Personal information
- Full name: Roby Alberto Norales Núñez
- Date of birth: 25 January 1991 (age 34)
- Place of birth: Balfate, Honduras
- Height: 1.80 m (5 ft 11 in)
- Position(s): Forward

Team information
- Current team: Mukura Victory

Youth career
- Motagua

Senior career*
- Years: Team / Apps / (Gls)
- 2011–2013: Motagua / 46 / (8)
- 2014: Real Sociedad / 4 / (0)
- 2014–2015: Deportivo Ayutla / 13 / (7)
- 2016: Platense / 25 / (11)
- 2017: Bengaluru FC / 4 / (1)
- 2017: → Ozone FC (loan) / 1 / (0)
- 2017: Platense / 8 / (0)
- 2018: Juventud / 0 / (0)
- 2018: Atlético Esperanzano
- 2019: Liria Prizren / 0 / (0)
- 2020–: Mukura Victory

International career
- 2016: Honduras / 1 / (0)

= Roby Norales =

Honduran footballer (born 1991)

Roby Alberto Norales Núñez (born 25 January 1991), is a Honduran footballer who plays for Honduran club Mukura Victory Sports F.C. as a forward.

==Club career==
Roby made his National League debut for F.C. Motagua on 28 August 2011 under head coach Ramón Maradiaga against Platense F.C.
His first goal came against C.D. Victoriaon 13 November the same year, where he went on to score 2 goals at the Estadio Nacional.

===Bengaluru===
On 7 January 2017, Norales signed for Indian I-League champions, Bengaluru FC. However, after 4 games, he was loaned out to I-League 2nd division team Ozone FC. He scored only 1 goal with the club in the league.

===Platense===
After unsuccessful stint in India, Norales rejoined Platense in 2017–18 season.

===Mukura Victory===
After a failed spell at Kosovo with KF Liria, Norales joined Mukura Victory in Rwanda for the 2020 season.

==International career==
He was summoned for the first time to the Honduras national team in August 2012 for matches against Cuba in 2014 World Cup Qualifiers.

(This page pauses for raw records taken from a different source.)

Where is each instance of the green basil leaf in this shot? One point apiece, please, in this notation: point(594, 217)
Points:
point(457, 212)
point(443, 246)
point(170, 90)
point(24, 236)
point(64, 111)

On 3 November 2016 he made his international debut in a friendly against Belize, coming on as a substitute in the 46th minute of the match.

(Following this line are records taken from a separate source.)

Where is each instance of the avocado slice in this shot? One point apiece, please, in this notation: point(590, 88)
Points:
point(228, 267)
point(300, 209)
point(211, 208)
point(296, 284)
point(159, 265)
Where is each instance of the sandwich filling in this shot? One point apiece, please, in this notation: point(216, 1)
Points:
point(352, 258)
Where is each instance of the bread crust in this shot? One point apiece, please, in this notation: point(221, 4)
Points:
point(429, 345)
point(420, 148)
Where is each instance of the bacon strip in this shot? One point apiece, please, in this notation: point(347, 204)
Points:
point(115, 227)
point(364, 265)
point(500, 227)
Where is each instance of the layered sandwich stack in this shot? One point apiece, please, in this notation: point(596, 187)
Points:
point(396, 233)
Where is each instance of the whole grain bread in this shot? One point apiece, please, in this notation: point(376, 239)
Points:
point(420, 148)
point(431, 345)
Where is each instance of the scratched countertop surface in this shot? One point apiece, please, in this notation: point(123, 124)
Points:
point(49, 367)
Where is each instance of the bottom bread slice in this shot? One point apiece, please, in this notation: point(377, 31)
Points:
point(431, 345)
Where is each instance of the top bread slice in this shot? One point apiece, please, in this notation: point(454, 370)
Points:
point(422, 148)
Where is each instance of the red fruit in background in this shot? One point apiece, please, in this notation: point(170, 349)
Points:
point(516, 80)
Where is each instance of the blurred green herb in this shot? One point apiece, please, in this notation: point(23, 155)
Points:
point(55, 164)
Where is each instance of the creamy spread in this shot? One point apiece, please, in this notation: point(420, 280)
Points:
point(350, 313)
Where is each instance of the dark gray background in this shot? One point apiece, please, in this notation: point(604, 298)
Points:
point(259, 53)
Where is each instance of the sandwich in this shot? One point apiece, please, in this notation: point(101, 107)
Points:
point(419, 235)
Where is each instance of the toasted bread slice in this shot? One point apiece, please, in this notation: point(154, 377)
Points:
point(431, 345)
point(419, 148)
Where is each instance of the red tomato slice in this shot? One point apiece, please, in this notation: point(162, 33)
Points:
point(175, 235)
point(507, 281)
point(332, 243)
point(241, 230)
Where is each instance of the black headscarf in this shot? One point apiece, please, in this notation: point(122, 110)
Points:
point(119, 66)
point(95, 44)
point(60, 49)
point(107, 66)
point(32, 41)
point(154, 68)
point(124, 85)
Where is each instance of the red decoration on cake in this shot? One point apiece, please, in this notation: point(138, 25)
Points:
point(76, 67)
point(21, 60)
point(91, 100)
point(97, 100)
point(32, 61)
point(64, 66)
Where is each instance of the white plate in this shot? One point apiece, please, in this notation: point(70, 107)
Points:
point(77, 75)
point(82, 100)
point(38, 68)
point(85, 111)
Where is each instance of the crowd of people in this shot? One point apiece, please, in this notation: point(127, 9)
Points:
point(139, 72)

On 4 November 2016 he received a call by Jorge Luis Pinto for games against Panama and Trinidad and Tobago for the 2018 World Cup Qualifiers.

==Personal life==
Born in Rio Esteban, a village 20 km from Balfate he came to San Pedro Sula in 2009 to play football and joined the youth team of F.C. Motagua. Honduras national team striker Romell Quioto is his cousin.